Error on TensorFlow

sho · February 6, 2021, 10:08am

I’m having trouble on using Tensorflow 2.4.1.

Error message:
Could not load dynamic library ‘libcudart.so.11.0’

Submission ID:
119710

alfarzan · February 6, 2021, 12:28pm

Hi @sho and welcome to the forums

Unfortunately 2.4 is not supported. Could you downgrade to 2.3?

sho · February 7, 2021, 9:25am

Hi alfarzan,

Thank you for your answering.
I tried TensorFlow version 2.3.0 and 2.3.2, but I got the same error in both version.

Error message:
Could not load dynamic library ‘libcudart.so.10.1’

Submission ID:
119955 (tensorflow==2.3.0)
119949 (tensorflow==2.3.2)

alfarzan · February 7, 2021, 11:01am

Hi @sho

I’ve looked a bit more deeply into this and I think I know what’s going on

Your full error message is:

W tensorflow/stream_executor/platform/default/dso_loader.cc:59] Could not load dynamic library 'libcudart.so.10.1'; dlerror: libcudart.so.10.1: cannot open shared object file: No such file or directory
I tensorflow/stream_executor/cuda/cudart_stub.cc:29] Ignore above cudart dlerror if you do not have a GPU set up on your machine.
Traceback (most recent call last):
  File "predict.py", line 30, in <module>
    model = load_model(submission_config["model_path"])
  File "/home/aicrowd/load_model.py", line 6, in load_model
    return Model(model_path)
  File "/home/aicrowd/utils.py", line 42, in __init__
    self.load(model_path)
  File "/home/aicrowd/utils.py", line 83, in load
    self.model = tf.keras.models.load_model(model_file)
  File "/usr/local/lib/python3.8/site-packages/tensorflow/python/keras/saving/save.py", line 186, in load_model
    loader_impl.parse_saved_model(filepath)
  File "/usr/local/lib/python3.8/site-packages/tensorflow/python/saved_model/loader_impl.py", line 110, in parse_saved_model
    raise IOError("SavedModel file does not exist at: %s/{%s|%s}" %
OSError: SavedModel file does not exist at: model/model1/{saved_model.pbtxt|saved_model.pb}

Since we don’t have GPUs on the servers you can ignore that initial error.

In your case the real error is the OSError at the very end. Your saved model is not found.

I can see that you’re making a submission through a colab notebook.

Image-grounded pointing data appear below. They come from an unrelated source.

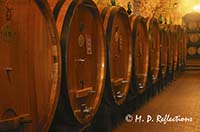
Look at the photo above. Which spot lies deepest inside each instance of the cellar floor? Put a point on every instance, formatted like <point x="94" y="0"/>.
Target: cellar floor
<point x="180" y="98"/>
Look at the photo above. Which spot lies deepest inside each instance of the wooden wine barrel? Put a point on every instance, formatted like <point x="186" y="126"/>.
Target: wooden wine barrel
<point x="185" y="41"/>
<point x="175" y="42"/>
<point x="181" y="48"/>
<point x="30" y="66"/>
<point x="164" y="43"/>
<point x="83" y="60"/>
<point x="154" y="38"/>
<point x="192" y="51"/>
<point x="141" y="52"/>
<point x="179" y="45"/>
<point x="193" y="37"/>
<point x="192" y="25"/>
<point x="170" y="51"/>
<point x="119" y="43"/>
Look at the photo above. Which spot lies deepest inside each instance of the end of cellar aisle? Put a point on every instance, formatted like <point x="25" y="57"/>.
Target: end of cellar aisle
<point x="175" y="109"/>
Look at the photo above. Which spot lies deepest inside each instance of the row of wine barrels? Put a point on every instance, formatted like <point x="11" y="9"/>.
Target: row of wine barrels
<point x="83" y="60"/>
<point x="30" y="66"/>
<point x="154" y="38"/>
<point x="119" y="53"/>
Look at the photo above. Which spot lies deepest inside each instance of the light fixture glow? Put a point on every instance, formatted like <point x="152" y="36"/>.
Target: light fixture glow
<point x="196" y="8"/>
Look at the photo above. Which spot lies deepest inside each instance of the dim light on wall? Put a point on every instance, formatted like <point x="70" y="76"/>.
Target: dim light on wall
<point x="196" y="8"/>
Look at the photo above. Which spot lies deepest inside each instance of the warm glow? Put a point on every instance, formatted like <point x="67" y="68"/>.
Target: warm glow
<point x="196" y="8"/>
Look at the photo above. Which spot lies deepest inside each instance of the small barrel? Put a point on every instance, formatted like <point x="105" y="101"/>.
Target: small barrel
<point x="141" y="52"/>
<point x="154" y="39"/>
<point x="119" y="48"/>
<point x="83" y="60"/>
<point x="164" y="49"/>
<point x="30" y="66"/>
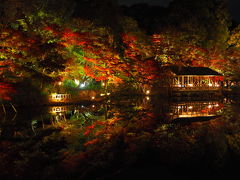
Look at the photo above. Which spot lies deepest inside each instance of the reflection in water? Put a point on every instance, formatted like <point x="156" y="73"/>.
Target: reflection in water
<point x="91" y="141"/>
<point x="195" y="109"/>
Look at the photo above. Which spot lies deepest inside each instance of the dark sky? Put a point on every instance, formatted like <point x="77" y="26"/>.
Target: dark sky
<point x="234" y="5"/>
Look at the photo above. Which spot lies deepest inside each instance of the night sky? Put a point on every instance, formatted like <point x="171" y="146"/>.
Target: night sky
<point x="234" y="5"/>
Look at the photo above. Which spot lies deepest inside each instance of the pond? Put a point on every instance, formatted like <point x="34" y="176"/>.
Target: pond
<point x="137" y="137"/>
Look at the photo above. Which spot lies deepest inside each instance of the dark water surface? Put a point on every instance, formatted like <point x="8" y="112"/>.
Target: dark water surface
<point x="137" y="138"/>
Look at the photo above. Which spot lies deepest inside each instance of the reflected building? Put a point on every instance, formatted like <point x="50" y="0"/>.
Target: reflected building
<point x="195" y="109"/>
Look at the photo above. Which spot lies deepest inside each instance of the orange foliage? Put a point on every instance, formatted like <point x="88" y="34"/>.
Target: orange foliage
<point x="5" y="91"/>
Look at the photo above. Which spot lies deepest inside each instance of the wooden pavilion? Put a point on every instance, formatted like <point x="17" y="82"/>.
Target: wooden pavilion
<point x="194" y="79"/>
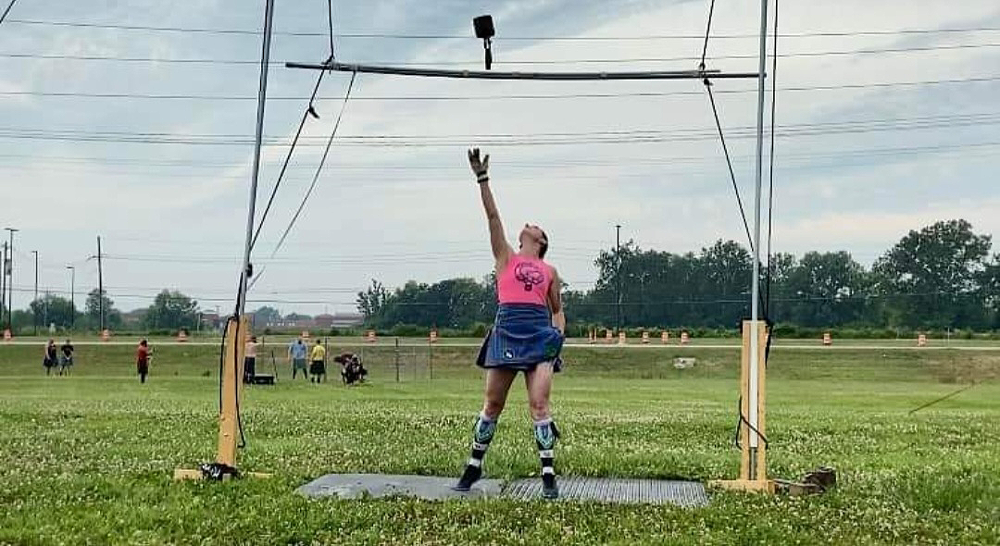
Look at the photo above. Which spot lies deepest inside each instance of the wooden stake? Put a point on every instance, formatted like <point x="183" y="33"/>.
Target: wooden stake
<point x="757" y="482"/>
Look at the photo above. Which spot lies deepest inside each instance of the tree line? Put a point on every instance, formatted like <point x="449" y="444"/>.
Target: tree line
<point x="941" y="276"/>
<point x="170" y="310"/>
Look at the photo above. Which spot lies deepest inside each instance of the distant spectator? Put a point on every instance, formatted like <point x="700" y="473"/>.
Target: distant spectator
<point x="318" y="367"/>
<point x="297" y="352"/>
<point x="66" y="360"/>
<point x="250" y="360"/>
<point x="351" y="369"/>
<point x="142" y="357"/>
<point x="50" y="360"/>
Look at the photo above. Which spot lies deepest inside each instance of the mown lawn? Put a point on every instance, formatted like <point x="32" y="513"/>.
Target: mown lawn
<point x="88" y="458"/>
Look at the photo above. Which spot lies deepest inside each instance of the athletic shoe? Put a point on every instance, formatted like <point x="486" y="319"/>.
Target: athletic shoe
<point x="549" y="488"/>
<point x="471" y="475"/>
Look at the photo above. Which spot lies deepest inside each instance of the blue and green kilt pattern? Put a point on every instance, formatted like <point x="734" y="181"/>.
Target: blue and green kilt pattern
<point x="521" y="338"/>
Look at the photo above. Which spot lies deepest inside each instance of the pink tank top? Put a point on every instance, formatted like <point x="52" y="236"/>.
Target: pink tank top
<point x="525" y="280"/>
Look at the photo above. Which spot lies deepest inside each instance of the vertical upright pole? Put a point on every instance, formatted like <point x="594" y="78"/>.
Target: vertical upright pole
<point x="10" y="278"/>
<point x="3" y="284"/>
<point x="34" y="313"/>
<point x="100" y="283"/>
<point x="246" y="272"/>
<point x="232" y="384"/>
<point x="618" y="276"/>
<point x="754" y="383"/>
<point x="72" y="296"/>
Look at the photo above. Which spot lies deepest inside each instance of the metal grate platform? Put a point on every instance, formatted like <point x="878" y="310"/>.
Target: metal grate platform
<point x="353" y="486"/>
<point x="610" y="490"/>
<point x="613" y="490"/>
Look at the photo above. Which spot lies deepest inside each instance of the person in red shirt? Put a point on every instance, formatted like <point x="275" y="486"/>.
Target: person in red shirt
<point x="142" y="355"/>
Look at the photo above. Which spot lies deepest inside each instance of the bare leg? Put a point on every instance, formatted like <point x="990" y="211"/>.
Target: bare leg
<point x="539" y="383"/>
<point x="498" y="384"/>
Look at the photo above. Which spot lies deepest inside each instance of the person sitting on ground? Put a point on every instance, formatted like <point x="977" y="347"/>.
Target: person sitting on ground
<point x="297" y="356"/>
<point x="49" y="359"/>
<point x="351" y="369"/>
<point x="66" y="361"/>
<point x="318" y="367"/>
<point x="142" y="357"/>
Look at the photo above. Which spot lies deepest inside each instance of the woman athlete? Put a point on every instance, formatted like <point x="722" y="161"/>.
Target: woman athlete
<point x="526" y="337"/>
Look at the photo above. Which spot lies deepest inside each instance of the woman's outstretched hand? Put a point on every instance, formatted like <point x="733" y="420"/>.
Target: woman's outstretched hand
<point x="479" y="166"/>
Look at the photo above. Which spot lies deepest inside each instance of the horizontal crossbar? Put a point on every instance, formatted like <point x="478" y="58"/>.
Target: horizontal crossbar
<point x="550" y="76"/>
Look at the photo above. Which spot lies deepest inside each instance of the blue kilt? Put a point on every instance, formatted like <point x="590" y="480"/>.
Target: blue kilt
<point x="522" y="337"/>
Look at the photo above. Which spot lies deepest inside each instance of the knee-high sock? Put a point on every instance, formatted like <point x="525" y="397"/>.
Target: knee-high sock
<point x="482" y="435"/>
<point x="545" y="438"/>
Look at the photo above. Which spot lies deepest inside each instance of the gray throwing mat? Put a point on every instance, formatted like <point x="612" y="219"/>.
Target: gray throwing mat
<point x="610" y="490"/>
<point x="352" y="486"/>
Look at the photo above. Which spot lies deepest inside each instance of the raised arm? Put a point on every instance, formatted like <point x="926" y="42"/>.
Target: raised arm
<point x="555" y="303"/>
<point x="498" y="240"/>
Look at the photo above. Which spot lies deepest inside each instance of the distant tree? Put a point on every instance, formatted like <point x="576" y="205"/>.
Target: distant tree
<point x="171" y="310"/>
<point x="826" y="289"/>
<point x="930" y="278"/>
<point x="372" y="301"/>
<point x="92" y="311"/>
<point x="266" y="315"/>
<point x="53" y="310"/>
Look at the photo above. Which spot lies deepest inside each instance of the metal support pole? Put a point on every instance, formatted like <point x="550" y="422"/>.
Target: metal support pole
<point x="34" y="308"/>
<point x="618" y="276"/>
<point x="245" y="272"/>
<point x="10" y="277"/>
<point x="755" y="348"/>
<point x="547" y="76"/>
<point x="100" y="283"/>
<point x="72" y="297"/>
<point x="3" y="284"/>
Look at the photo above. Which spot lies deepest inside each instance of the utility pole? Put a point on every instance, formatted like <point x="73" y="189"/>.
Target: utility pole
<point x="34" y="312"/>
<point x="10" y="276"/>
<point x="3" y="284"/>
<point x="618" y="273"/>
<point x="100" y="282"/>
<point x="72" y="296"/>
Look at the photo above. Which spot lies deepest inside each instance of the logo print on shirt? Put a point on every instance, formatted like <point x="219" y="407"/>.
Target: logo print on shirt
<point x="529" y="274"/>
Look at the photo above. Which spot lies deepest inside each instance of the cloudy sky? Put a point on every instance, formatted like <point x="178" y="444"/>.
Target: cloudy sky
<point x="887" y="122"/>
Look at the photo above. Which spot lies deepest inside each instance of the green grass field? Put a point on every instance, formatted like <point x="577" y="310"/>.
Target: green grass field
<point x="89" y="458"/>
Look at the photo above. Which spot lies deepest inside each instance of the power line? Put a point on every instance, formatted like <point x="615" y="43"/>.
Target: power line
<point x="10" y="6"/>
<point x="248" y="62"/>
<point x="410" y="36"/>
<point x="534" y="139"/>
<point x="637" y="94"/>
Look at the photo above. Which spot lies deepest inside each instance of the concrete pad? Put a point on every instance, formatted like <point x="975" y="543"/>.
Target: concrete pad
<point x="353" y="486"/>
<point x="613" y="490"/>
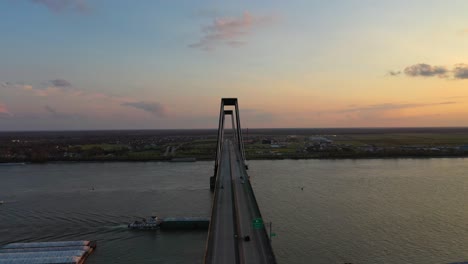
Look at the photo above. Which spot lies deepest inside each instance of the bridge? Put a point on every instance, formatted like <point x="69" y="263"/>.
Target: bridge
<point x="237" y="233"/>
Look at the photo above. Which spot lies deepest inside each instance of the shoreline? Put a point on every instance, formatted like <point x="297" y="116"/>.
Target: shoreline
<point x="193" y="159"/>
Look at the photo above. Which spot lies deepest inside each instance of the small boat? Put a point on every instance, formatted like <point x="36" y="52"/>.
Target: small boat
<point x="151" y="223"/>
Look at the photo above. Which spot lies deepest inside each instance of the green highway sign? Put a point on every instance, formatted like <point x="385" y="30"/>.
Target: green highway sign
<point x="257" y="223"/>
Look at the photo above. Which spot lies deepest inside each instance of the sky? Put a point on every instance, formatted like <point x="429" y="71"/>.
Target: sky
<point x="149" y="64"/>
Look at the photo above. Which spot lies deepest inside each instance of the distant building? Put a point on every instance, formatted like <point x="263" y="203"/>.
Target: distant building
<point x="320" y="140"/>
<point x="464" y="147"/>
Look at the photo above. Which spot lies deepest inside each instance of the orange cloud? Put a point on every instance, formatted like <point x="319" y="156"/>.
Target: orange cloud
<point x="4" y="110"/>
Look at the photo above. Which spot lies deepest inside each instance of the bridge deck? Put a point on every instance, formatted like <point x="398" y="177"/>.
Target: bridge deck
<point x="234" y="209"/>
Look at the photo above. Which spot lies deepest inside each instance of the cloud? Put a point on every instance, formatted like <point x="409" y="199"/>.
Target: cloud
<point x="150" y="107"/>
<point x="4" y="112"/>
<point x="256" y="115"/>
<point x="460" y="71"/>
<point x="60" y="83"/>
<point x="58" y="6"/>
<point x="426" y="70"/>
<point x="54" y="113"/>
<point x="229" y="31"/>
<point x="394" y="73"/>
<point x="390" y="106"/>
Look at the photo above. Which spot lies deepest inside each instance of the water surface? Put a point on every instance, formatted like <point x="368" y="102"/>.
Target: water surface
<point x="359" y="211"/>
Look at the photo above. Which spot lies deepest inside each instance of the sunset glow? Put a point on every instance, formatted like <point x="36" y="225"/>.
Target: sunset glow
<point x="165" y="64"/>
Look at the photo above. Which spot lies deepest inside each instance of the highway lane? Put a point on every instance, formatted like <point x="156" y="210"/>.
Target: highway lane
<point x="224" y="247"/>
<point x="258" y="248"/>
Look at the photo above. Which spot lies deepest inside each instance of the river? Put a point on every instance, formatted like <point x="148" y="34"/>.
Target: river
<point x="323" y="211"/>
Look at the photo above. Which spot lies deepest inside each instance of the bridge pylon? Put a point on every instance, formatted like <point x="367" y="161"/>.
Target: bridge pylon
<point x="237" y="131"/>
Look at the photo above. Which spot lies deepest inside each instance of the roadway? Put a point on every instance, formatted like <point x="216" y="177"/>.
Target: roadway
<point x="233" y="212"/>
<point x="258" y="248"/>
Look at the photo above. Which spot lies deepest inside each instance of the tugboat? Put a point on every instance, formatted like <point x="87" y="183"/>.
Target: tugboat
<point x="152" y="223"/>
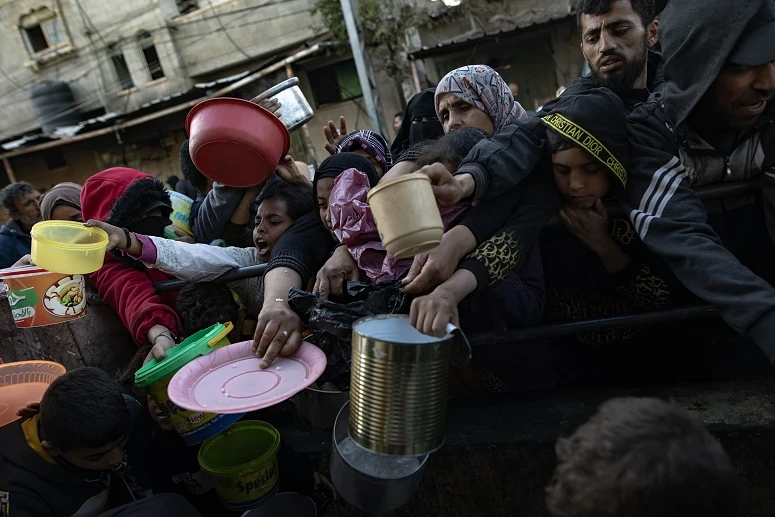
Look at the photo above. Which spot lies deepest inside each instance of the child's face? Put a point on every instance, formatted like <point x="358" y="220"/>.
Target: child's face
<point x="373" y="161"/>
<point x="98" y="459"/>
<point x="579" y="177"/>
<point x="324" y="187"/>
<point x="272" y="220"/>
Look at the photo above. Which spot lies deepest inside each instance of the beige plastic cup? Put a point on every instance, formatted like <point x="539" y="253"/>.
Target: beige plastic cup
<point x="407" y="216"/>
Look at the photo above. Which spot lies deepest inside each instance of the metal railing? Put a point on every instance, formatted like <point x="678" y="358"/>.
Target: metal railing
<point x="502" y="335"/>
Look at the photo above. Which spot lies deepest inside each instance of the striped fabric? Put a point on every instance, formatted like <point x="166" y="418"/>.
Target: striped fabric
<point x="663" y="185"/>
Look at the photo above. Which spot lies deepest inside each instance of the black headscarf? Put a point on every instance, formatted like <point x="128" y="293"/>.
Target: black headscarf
<point x="336" y="164"/>
<point x="421" y="105"/>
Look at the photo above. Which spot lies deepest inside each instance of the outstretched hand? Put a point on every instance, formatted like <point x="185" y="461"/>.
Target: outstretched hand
<point x="332" y="137"/>
<point x="340" y="268"/>
<point x="24" y="261"/>
<point x="271" y="105"/>
<point x="116" y="236"/>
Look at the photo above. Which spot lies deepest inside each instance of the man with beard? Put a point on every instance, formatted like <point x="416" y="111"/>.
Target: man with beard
<point x="712" y="123"/>
<point x="22" y="202"/>
<point x="616" y="36"/>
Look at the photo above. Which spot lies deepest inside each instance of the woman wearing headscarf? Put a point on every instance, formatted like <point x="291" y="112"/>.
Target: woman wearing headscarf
<point x="420" y="124"/>
<point x="62" y="203"/>
<point x="299" y="253"/>
<point x="369" y="144"/>
<point x="331" y="168"/>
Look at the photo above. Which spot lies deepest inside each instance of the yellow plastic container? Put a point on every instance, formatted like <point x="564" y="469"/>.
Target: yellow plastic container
<point x="68" y="247"/>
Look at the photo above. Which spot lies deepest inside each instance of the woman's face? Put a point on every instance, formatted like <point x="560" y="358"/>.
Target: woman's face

Could you please:

Make sure that you fill in the MODEL_OUTPUT_PATH with the name of your saved_model object? (See attached image)

image916×278 42 KB
If you have multiple saved files then follow the advice on this thread.

Let me know if this doesn’t solve the issue and we will dig in further

sho · February 13, 2021, 6:25am

Hi alfarzan,

Thank you for your information.
I modified the model file and it worked fine.

tom_snowdon · February 21, 2021, 2:59pm

Hi alfarzan,

Could you please look at submission #122698? I’m getting the similar errors … although I think the issue lies with how I’ve attempted to zip and unzip my model components.

Many thanks,
Tom

alfarzan · February 21, 2021, 4:16pm

Hi @tom_snowdon

So it seems everything is done correctly except that you have this model.zip file that I think is supposed to contain all the necessary models (?) but actually that compressed file is empty (only 22 bytes). Maybe fixing that would solve the issue?

If you’re going through the trouble of doing it this way, it might be a lot easier to go through the zip submission path and just put the models inside a directory that you submit inside your zip submission.

But I understand that if you have it working this way then it’s easier to keep pushing and make it work properly

tom_snowdon · February 21, 2021, 5:42pm

Thanks, that’s got me past a slight inaccuracy with folder paths, but I think I’m now hitting a genuine issue with loading back the tensorflow models. Could you please give me your views on the issues with # 122718? I’ve tested loading back the models (unzipping to a different folder than the one used to zip stuff up) and everything loads and functions as expected in collab.

Edit: I can see that “print(tf.__ version__)” yields 2.4.1 in my collab notebook so that could be the issue? (although I am specifying ‘tensorflow==2.3’ in the config, so not sure how to correct this)

alfarzan · February 21, 2021, 6:51pm

Hi @tom_snowdon

I haven’t looked at the submission yet, but since you mention that the colab version is 2.4, that is likely the issue. Can you try and downgrade the version and see if that solves the issue?

If it doesn’t then I’ll look deeper and we’ll figure it out

tom_snowdon · February 21, 2021, 7:14pm

Thanks, that forced me to pick between the latest 1.x version or 2.4. However, I’ve got a working submission using pip install. I’m sure I’ve not used remotely best practice, but I’ll write a post on what I’ve done so there’s a framework people can copy (and critique).